The sign gives no indication of who “I” might be, who “you” are or what kind of greatness you possess. But in a small yet meaningful way, the message has inspired Lakers Coach Darvin Ham as he leads the team in their Western Conference semifinal series against the Golden State Warriors.
Ham has even forged an unlikely friendship with the man who posted the sign: Terrance Burney, a basketball-loving airline employee whose home is filled with inspirational signs. Burney’s unceasing positivity has charmed prominent athletes and entertainers.
“It’s not just a slogan he’s trying to get picked up by some corporate sponsor or something,” Ham said. “It’s something he actually believes in. I love it.”
Neither rich nor widely known, Burney, 40, works for Delta Air Lines and lives in Los Angeles with his German shepherd, Ziva, and his girlfriend, Crystal Lewis.
He stands outside of Crypto.com Arena in downtown Los Angeles after most Lakers home games holding a handmade sign bearing his message, hoping that whoever sees it feels happier, lighter or maybe even newly confident.

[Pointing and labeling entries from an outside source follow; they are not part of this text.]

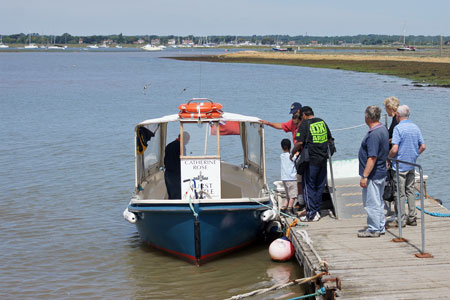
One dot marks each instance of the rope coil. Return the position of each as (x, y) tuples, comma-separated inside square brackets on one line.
[(280, 286)]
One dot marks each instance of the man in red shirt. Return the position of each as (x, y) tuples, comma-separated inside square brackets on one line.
[(292, 126)]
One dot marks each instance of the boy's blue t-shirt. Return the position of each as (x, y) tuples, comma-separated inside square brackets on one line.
[(288, 170), (375, 143)]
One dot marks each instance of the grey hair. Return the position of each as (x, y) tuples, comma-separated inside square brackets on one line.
[(373, 113), (392, 102), (403, 111)]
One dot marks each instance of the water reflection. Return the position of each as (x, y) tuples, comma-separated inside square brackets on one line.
[(156, 275)]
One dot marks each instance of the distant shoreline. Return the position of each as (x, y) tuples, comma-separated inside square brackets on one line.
[(422, 69)]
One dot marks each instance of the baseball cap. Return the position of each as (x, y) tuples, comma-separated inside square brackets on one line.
[(295, 106)]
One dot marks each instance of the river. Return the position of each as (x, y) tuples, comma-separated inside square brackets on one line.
[(66, 153)]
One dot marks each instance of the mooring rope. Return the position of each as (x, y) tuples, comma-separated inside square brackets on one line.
[(308, 241), (433, 214), (277, 287), (320, 292), (347, 128)]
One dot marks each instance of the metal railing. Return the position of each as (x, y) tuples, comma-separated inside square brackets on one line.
[(399, 206)]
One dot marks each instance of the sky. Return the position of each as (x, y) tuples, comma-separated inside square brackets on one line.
[(225, 17)]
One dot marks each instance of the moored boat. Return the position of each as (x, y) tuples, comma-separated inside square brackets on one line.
[(150, 47), (406, 48), (222, 202)]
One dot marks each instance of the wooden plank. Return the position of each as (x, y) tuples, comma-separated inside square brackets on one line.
[(377, 268)]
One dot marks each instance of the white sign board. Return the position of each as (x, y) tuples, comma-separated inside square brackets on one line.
[(205, 172)]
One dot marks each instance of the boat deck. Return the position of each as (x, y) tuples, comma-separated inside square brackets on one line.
[(376, 268)]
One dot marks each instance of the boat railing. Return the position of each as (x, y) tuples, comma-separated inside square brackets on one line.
[(399, 207)]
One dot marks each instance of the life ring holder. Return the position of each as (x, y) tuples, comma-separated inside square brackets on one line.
[(199, 109), (200, 106), (196, 115)]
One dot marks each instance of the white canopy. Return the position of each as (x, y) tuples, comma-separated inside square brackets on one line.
[(225, 117)]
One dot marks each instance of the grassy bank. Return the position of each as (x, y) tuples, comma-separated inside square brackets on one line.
[(421, 69)]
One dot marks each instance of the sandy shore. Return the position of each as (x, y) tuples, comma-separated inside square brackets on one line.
[(409, 57), (423, 68)]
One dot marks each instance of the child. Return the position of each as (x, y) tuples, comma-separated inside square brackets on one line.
[(288, 176)]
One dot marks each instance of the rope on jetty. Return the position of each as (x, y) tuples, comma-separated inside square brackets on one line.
[(347, 128), (433, 214), (277, 287), (320, 292), (308, 241)]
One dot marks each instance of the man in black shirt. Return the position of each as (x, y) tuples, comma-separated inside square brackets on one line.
[(314, 135), (172, 163)]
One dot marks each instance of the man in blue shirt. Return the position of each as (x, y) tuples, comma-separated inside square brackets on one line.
[(372, 156), (407, 145)]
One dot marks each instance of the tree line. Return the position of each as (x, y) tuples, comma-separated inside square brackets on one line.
[(369, 39)]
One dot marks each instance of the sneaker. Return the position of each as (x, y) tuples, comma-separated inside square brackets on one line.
[(301, 213), (412, 222), (366, 228), (368, 233), (395, 224), (315, 219)]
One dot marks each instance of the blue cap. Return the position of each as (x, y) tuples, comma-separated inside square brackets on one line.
[(294, 107)]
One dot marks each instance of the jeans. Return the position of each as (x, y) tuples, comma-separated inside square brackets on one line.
[(314, 180), (173, 184), (374, 204), (406, 192)]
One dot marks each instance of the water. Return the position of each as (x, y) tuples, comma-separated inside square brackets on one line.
[(66, 157)]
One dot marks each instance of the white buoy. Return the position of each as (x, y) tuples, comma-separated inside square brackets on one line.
[(268, 215), (129, 216), (281, 249), (273, 227)]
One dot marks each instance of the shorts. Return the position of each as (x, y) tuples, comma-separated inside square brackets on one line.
[(290, 187)]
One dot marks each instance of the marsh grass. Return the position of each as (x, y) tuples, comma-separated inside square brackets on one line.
[(423, 70)]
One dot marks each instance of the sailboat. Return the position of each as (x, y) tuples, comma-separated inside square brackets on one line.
[(405, 47), (30, 44), (2, 46), (150, 47)]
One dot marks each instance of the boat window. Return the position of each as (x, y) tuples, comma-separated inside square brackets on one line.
[(152, 153), (253, 142), (201, 141)]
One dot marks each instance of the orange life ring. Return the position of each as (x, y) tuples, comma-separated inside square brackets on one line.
[(195, 115), (199, 107)]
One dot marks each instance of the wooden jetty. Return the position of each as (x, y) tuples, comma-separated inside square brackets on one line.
[(375, 268)]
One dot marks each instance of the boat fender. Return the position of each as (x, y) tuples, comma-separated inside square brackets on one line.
[(268, 215), (274, 227), (281, 249), (129, 216)]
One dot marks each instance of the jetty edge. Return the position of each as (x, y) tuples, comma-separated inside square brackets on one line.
[(423, 70), (374, 268)]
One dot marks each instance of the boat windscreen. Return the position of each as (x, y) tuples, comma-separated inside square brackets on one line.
[(201, 142)]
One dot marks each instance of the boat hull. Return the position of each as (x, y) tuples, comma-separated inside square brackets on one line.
[(216, 230)]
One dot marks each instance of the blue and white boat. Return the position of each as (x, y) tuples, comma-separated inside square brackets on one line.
[(223, 192)]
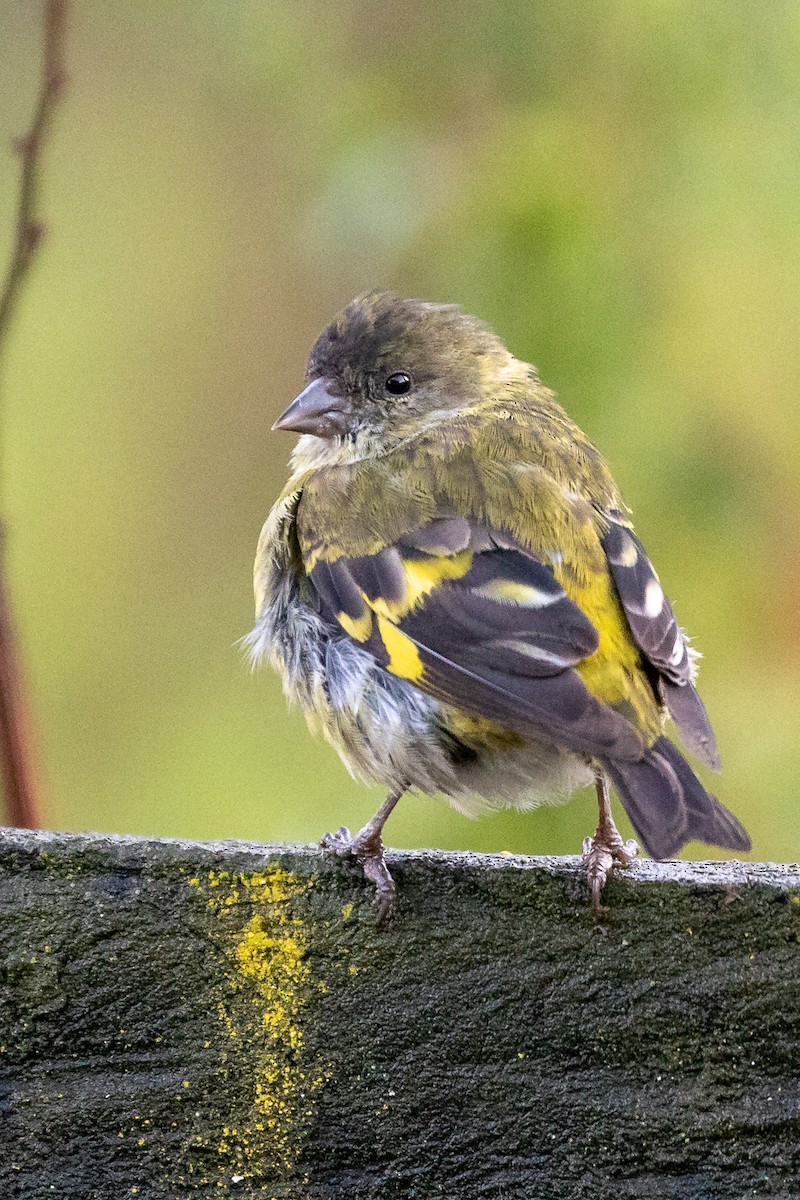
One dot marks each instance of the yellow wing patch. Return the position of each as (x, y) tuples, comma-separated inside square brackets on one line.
[(403, 655)]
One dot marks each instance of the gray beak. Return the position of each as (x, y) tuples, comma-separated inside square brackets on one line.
[(317, 411)]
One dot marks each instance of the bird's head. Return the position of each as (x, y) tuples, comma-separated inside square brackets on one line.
[(386, 367)]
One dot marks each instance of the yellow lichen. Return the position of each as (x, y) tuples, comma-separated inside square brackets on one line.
[(262, 1008)]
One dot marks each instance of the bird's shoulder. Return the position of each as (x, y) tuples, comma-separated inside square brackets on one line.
[(513, 462)]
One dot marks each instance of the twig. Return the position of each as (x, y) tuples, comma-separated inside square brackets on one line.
[(16, 743)]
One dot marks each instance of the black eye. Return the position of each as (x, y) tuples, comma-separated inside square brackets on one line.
[(398, 384)]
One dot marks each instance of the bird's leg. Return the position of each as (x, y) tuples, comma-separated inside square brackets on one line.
[(606, 849), (366, 846)]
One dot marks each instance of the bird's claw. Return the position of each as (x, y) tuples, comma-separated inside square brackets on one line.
[(600, 855), (367, 849)]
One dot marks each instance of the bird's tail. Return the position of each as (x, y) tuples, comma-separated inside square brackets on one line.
[(668, 807)]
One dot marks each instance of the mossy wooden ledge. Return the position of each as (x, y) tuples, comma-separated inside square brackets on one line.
[(181, 1019)]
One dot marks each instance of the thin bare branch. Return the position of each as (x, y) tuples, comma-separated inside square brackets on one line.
[(29, 228), (17, 759)]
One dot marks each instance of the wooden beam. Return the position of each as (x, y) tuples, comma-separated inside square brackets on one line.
[(206, 1019)]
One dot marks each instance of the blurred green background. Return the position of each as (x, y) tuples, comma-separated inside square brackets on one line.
[(614, 187)]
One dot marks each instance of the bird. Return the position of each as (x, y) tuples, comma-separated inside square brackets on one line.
[(452, 592)]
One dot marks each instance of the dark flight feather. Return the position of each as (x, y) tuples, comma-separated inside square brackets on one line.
[(656, 633)]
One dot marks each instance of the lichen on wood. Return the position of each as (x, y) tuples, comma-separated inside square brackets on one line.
[(190, 1019)]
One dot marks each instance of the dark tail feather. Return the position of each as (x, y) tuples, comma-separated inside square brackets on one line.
[(668, 805), (687, 711)]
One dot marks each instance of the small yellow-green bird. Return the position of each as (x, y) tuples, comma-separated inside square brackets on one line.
[(452, 592)]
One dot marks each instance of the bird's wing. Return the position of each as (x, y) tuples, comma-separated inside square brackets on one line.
[(657, 635), (469, 616)]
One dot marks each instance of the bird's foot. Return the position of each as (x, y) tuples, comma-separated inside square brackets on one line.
[(367, 849), (601, 853)]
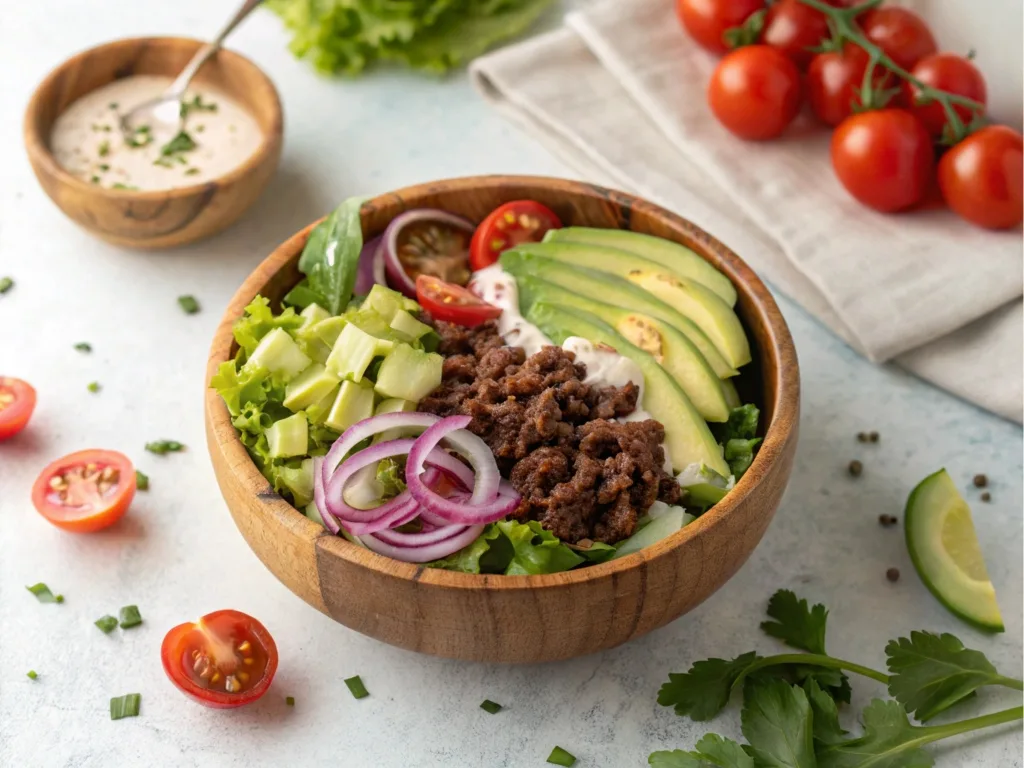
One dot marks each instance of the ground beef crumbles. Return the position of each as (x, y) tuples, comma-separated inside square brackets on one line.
[(582, 475)]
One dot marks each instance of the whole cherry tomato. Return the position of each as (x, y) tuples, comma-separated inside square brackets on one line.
[(946, 72), (980, 177), (708, 20), (900, 33), (755, 92), (884, 159)]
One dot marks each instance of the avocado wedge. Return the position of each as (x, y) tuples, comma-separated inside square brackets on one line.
[(609, 289), (680, 259), (672, 350), (691, 299), (687, 438)]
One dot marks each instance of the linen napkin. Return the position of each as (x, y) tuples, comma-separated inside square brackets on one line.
[(617, 93)]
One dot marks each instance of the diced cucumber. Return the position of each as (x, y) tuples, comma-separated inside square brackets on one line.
[(289, 437), (409, 374), (279, 353), (406, 325), (353, 403), (309, 387), (351, 353)]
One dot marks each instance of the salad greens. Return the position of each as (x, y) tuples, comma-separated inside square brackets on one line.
[(791, 719), (346, 36)]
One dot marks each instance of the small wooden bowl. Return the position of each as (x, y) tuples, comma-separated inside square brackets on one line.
[(519, 619), (167, 217)]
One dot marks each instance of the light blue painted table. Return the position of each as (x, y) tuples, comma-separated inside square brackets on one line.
[(178, 555)]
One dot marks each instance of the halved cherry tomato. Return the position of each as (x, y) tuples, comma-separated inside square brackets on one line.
[(755, 92), (980, 177), (507, 225), (85, 491), (453, 303), (224, 659), (17, 400), (946, 72)]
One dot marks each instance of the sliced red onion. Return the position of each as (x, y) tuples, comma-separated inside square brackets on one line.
[(365, 278), (396, 275), (426, 553)]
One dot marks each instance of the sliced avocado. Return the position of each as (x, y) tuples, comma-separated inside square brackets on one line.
[(670, 347), (607, 288), (691, 299), (279, 353), (686, 435), (676, 257), (309, 387), (409, 374)]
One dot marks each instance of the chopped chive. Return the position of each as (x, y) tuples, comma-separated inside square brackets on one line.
[(355, 686), (558, 756), (164, 446), (42, 593), (130, 616), (188, 304), (126, 706)]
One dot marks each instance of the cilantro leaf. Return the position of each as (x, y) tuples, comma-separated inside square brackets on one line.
[(778, 723), (704, 691), (931, 673), (796, 624), (889, 741)]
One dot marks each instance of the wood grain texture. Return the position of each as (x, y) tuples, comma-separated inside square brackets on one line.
[(520, 619), (161, 218)]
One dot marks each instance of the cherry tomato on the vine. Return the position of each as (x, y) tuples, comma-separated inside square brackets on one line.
[(708, 20), (900, 33), (980, 177), (946, 72), (884, 159), (755, 92)]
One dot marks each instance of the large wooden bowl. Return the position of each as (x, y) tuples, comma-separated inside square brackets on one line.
[(519, 619), (159, 218)]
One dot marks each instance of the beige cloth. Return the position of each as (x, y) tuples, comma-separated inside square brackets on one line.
[(619, 94)]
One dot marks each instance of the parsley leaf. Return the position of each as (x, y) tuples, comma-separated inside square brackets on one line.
[(778, 723), (704, 691), (931, 673)]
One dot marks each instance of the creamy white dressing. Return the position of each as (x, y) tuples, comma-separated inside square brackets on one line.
[(87, 141)]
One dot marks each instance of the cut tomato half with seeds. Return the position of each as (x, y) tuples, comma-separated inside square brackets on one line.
[(508, 225), (224, 659), (17, 400), (85, 491)]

“When I tell people, ‘I see greatness in you,’ it means, ‘I see God in you,’” Burney said. “So this is something that God told me to do, you know?”
Burney first held up a similar sign 15 years ago on a street corner in Highland Park, Mich., a small city surrounded by his hometown, Detroit. He said prayer led him to do it.
In the years since, he has taken his sign all over the world, flying for free as an airline employee. He has shared his message on street corners and during protest marches, in small gyms and outside professional arenas. He has shouted it as a contestant on “The Price Is Right.”
“He’s like the Forrest Gump 2.0,” said Morris Peterson, a former N.B.A. player who grew close with Burney after a charity event Peterson hosted with the rapper Snoop Dogg to support people affected by the water crisis in Flint, Mich. “He’s just everywhere. He’s everywhere. You might see him in Paris with the sign.”
Burney played basketball for one year at Prairie View A&M University, and in the years after he’d often get asked to participate in pickup games and workouts. In 2007, he was preparing for a workout with the Fort Wayne Mad Ants, then the G League affiliate of the Indiana Pacers and the Detroit Pistons, when he spotted Rasheed Wallace, then playing for the Pistons, sitting at the bar of a T.G.I. Friday’s.